27

Apagué el teléfono móvil en cuanto me senté en el avión, y no lo volví a encender hasta nueve horas más tarde, cuando el avión ya había aterrizado y un taxi nos había llevado de vuelta a casa. Más tarde me pregunté qué habría pasado si lo hubiera cogido cuando me llamó Isabelle. Tal vez se me hubiera ocurrido la manera de convencerla para que volviera a casa. Para ayudarla.

Pero yo estaba flotando sobre el Atlántico, con la piel de las mejillas aún irritada por las patillas de Michael y haciéndome la dormida en mi asiento para no tener que mirar a los ojos a mi marido.

—¿Recuerdas que pensaba que Beth quería hablarme de algún noviete? —empezaba el mensaje de Isabelle. Dejé caer la maleta en el suelo de mi dormitorio al percibir la angustia en la voz de mi amiga—. No podía estar más equivocada. Me ha pedido que me vaya, Julia. Fue muy educada al respecto: dice que se alegra de que haya aparecido en su vida y de que hayamos podido hablar, pero que ahora necesita espacio. Dios, pensé… Bueno, seguro que sabes lo que pensé. Esperaba poder ir todos los meses, llevármela a comer, hablar con ella por teléfono todas las semanas… Qué locura. Incluso esperaba que fuera a la universidad en la Costa Este para poder verla más a menudo. Qué ilusa, ¿eh?
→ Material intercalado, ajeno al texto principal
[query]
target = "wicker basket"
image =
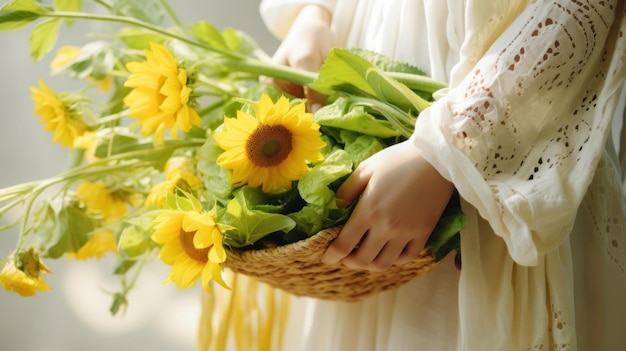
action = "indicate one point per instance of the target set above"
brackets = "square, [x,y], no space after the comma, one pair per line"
[298,269]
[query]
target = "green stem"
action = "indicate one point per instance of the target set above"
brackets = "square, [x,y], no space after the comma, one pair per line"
[112,118]
[142,24]
[257,67]
[103,4]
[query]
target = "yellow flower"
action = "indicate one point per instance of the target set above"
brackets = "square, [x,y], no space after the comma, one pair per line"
[98,244]
[57,115]
[23,273]
[98,198]
[65,55]
[192,245]
[272,149]
[160,98]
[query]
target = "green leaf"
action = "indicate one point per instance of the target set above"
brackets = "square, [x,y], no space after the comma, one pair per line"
[19,13]
[149,11]
[314,186]
[70,232]
[445,237]
[244,227]
[360,147]
[387,64]
[347,72]
[343,114]
[43,38]
[138,38]
[124,266]
[207,33]
[69,6]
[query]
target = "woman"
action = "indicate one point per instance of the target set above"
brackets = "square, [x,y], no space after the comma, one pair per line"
[523,134]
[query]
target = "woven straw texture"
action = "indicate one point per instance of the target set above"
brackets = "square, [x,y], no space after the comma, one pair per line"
[298,269]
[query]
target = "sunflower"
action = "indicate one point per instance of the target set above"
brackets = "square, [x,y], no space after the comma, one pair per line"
[58,115]
[160,98]
[111,204]
[272,149]
[192,245]
[98,244]
[23,273]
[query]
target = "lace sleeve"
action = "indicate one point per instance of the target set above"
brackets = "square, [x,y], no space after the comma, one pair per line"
[278,15]
[520,136]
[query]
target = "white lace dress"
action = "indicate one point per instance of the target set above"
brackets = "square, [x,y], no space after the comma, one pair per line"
[524,133]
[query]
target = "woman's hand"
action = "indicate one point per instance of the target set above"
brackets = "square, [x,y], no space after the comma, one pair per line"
[305,47]
[402,199]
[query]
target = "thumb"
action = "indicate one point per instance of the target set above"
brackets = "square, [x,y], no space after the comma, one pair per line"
[352,188]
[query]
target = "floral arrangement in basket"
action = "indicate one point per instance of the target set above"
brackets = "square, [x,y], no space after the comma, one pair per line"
[186,157]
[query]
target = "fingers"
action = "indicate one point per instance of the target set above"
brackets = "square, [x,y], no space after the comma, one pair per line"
[411,251]
[349,238]
[375,254]
[353,187]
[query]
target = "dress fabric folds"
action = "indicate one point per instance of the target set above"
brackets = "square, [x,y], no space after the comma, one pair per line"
[528,131]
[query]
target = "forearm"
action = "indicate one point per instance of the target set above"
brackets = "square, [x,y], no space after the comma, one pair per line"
[280,15]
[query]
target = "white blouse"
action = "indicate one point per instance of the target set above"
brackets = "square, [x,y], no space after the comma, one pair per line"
[524,133]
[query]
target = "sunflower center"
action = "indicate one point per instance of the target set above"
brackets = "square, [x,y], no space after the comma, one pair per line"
[186,241]
[268,146]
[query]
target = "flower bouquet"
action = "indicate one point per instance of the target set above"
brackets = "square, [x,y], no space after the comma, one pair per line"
[185,156]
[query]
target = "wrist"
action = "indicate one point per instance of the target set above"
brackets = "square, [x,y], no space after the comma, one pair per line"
[313,13]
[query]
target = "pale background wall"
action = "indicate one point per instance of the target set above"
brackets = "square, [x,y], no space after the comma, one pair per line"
[74,316]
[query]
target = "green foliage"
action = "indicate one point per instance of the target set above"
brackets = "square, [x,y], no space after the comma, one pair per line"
[148,11]
[43,38]
[345,72]
[243,226]
[19,13]
[355,118]
[69,230]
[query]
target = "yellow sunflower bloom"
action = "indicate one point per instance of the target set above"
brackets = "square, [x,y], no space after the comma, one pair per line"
[57,115]
[192,245]
[88,142]
[23,273]
[272,149]
[111,204]
[160,98]
[99,243]
[158,193]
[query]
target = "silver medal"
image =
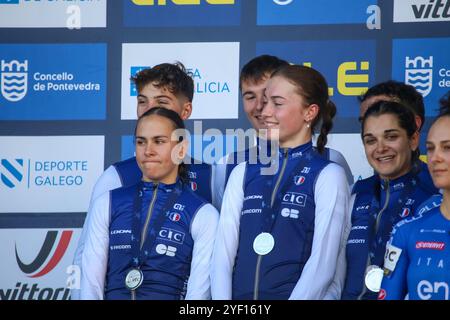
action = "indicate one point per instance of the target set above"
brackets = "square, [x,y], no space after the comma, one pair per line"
[134,279]
[373,278]
[263,243]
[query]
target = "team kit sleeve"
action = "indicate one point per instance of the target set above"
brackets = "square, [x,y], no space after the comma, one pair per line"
[227,238]
[94,258]
[331,196]
[334,292]
[394,284]
[203,231]
[108,180]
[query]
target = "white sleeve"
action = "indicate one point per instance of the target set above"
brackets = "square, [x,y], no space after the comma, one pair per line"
[227,238]
[109,180]
[338,158]
[219,176]
[331,196]
[203,231]
[94,257]
[334,292]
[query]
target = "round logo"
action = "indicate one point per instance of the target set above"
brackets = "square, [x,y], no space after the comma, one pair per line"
[134,279]
[263,243]
[374,276]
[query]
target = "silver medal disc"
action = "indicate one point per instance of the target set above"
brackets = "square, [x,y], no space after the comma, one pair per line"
[134,279]
[373,278]
[263,243]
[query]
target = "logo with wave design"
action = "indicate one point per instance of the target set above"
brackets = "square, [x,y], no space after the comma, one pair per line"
[14,80]
[11,172]
[419,74]
[37,268]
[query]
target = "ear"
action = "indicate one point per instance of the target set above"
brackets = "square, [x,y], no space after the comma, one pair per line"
[186,110]
[311,112]
[418,122]
[179,151]
[414,141]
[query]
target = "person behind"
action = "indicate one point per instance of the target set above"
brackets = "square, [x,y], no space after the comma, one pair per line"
[167,85]
[154,239]
[252,82]
[301,206]
[390,139]
[418,253]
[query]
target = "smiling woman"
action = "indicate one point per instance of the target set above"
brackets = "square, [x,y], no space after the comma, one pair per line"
[417,256]
[390,139]
[153,239]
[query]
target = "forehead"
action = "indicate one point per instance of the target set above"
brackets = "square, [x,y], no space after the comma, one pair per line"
[154,125]
[440,130]
[381,123]
[279,85]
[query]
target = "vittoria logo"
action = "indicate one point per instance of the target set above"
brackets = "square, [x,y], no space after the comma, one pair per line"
[405,212]
[41,264]
[14,80]
[11,172]
[419,73]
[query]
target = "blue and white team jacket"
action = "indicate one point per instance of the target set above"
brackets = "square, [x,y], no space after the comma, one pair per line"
[417,261]
[223,168]
[127,173]
[309,211]
[377,206]
[178,254]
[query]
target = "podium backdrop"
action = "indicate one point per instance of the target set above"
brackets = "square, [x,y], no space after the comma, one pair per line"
[68,109]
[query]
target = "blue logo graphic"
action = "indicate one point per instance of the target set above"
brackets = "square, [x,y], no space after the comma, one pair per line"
[300,12]
[424,64]
[348,66]
[52,82]
[174,13]
[133,72]
[12,172]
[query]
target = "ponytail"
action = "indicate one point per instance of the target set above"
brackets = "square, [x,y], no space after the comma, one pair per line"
[327,124]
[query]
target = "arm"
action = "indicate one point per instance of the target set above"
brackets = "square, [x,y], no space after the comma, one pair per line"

Cerré los ojos al dolor que destilaban sus palabras.

—No me he puesto en contacto con ella en dieciséis años, así que supongo que es normal que ahora, de repente, no vayamos a construir una relación de la nada. Ha sido lo suficientemente considerada para no decirlo, pero sé que se refería a eso. He sido una «sorpresa», Julia, así es como me ha llamado, lo cual no deja de ser irónico porque eso es exactamente lo que fue Beth para mí hace dieciséis años. Y ahora tiene una vida propia, feliz y perfecta, que es lo que quería para ella, pero el caso es que… Nunca pensé que… Julia, nunca me ha echado de menos.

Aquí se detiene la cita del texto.